Michael Krassa es el director del programa "Dimensiones humanas de los sistemas ambientales" y profesor de ciencias políticas en la Universidad de Illinois en Urbana-Champaign . Se especializa en las interacciones entre los seres humanos y su entorno.
Sus primeros trabajos se centraron en cómo el barrio de residencia influía en las opiniones y la participación política. Este trabajo evolucionó hacia un mayor interés en la manera en que el entorno social y físico en el que vive una persona afecta a sus comportamientos y actitudes. En este enfoque más amplio, su trabajo impulsó la idea de que los comportamientos dependen del contexto social y físico. Sus estudios sobre barrios en Illinois , California , Missouri y lugares modernos planificados como Poundbury (Reino Unido), Seaside (Florida, EE. UU.), Kentlands (Maryland, EE. UU.) y Celebration (Florida , EE. UU.) demuestran que el entorno físico es un determinante importante del tipo de relaciones interpersonales que una persona establece, y que estas relaciones, a su vez, influyen considerablemente en la formación de las opiniones políticas.

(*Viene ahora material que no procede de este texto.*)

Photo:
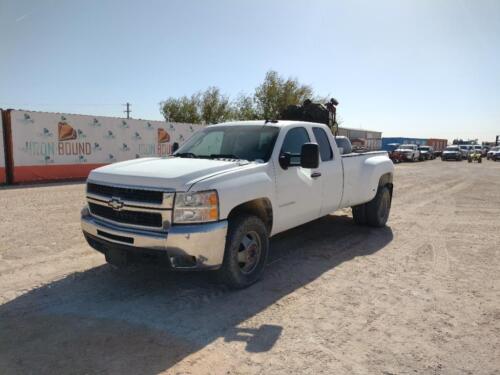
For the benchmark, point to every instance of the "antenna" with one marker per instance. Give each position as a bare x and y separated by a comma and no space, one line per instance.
128,110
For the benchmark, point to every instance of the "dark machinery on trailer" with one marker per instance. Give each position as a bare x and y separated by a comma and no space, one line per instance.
314,112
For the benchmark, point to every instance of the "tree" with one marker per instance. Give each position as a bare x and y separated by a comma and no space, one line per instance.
183,109
244,108
276,93
208,107
215,107
271,97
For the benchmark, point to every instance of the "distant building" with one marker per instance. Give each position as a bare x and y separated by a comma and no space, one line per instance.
372,140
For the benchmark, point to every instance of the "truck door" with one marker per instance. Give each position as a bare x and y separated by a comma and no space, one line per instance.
331,173
298,193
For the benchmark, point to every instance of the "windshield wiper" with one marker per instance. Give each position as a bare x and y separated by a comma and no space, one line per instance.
223,156
186,155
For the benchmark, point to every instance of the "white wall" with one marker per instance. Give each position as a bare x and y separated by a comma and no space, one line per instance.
41,138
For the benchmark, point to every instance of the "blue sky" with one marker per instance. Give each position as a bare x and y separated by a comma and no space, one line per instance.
423,68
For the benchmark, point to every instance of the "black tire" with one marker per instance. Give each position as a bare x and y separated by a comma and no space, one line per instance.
377,210
235,272
359,214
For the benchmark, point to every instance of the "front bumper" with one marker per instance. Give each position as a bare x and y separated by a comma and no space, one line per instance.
196,246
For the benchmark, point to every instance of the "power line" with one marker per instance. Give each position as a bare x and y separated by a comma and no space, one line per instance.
127,111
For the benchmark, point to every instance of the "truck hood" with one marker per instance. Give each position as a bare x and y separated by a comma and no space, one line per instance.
166,173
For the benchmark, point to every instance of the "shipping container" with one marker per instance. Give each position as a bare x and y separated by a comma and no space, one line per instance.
401,140
438,144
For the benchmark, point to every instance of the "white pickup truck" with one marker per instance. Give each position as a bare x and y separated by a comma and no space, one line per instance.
217,200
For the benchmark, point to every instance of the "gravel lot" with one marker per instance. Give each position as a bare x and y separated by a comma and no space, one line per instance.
420,296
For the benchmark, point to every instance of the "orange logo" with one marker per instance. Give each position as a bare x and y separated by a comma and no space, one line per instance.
65,131
163,136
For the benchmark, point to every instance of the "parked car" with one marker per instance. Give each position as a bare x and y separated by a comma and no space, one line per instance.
426,153
464,150
492,150
475,155
408,152
495,155
478,149
438,145
452,153
396,157
216,202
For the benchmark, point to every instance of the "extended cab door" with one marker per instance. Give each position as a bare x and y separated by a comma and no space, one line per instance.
298,192
330,168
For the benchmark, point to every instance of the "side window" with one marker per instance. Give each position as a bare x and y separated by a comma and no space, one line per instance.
292,144
294,140
325,149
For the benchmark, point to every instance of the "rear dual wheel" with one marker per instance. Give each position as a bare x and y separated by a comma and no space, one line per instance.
376,212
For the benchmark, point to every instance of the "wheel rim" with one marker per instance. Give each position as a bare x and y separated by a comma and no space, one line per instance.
249,252
383,209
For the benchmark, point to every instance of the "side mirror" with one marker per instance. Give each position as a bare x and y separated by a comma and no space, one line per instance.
309,156
285,160
175,147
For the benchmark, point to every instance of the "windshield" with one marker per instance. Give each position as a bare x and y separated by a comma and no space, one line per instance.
249,142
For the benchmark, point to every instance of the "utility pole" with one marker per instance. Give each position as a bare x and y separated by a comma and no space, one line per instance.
127,111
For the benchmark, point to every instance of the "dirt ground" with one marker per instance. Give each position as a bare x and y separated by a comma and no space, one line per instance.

Su obra holística sobre la vida suburbana y urbana no se clasifica fácilmente. Critica a los planificadores del Nuevo Urbanismo por su estrechez de miras y su planificación incompleta, pero reconoce sus puntos fuertes, como la planificación orientada a la comunidad y la participación ciudadana . Destaca tanto las fortalezas como las debilidades de estas comunidades, elogiando los esfuerzos por construir espacios públicos y el concepto de " tercer lugar ", pero señala que, hasta la fecha, la mayoría no ha logrado la diversidad racial ni económica prevista, ni ha conseguido generar el nivel deseado de empleo local. Sin embargo, indica que incluso los barrios más antiguos son relativamente nuevos y que solo el tiempo lo dirá.
También señala los peligros de las comunidades locales exitosas. Advirtiendo sobre la desviación, el pensamiento grupal y los valores que se refuerzan a sí mismos, indica que las iniciativas exitosas del Nuevo Urbanismo podrían correr el riesgo de construir comunidades que encarnen lo peor de los pueblos pequeños en lugar de (o además de) lo mejor. Su trabajo demuestra que esto se puede evitar de varias maneras, una de las cuales es la creación de ciudades con un gran número de barrios diversos y prósperos.
Su investigación sobre el desarrollo suburbano sostenible va mucho más allá de lo político, centrándose en cómo incluso los suburbios más alejados podrían volverse más autosuficientes, aunque la mayoría de los residentes deban desplazarse a diario para trabajar. Sostiene que los trenes y tranvías de cercanías ofrecen beneficios similares a los de las oficinas remotas, y que los suburbios con comercios y empleos que atraen a los residentes locales tienen más éxito que aquellos que carecen de estas características. Una dificultad, señala, es que quienes trabajan en empleos suburbanos a menudo se desplazan desde otro suburbio, lo que reduce gran parte del beneficio hipotético de los empleos en el suburbio. Indica que la solución a este problema es social y política, más que de diseño.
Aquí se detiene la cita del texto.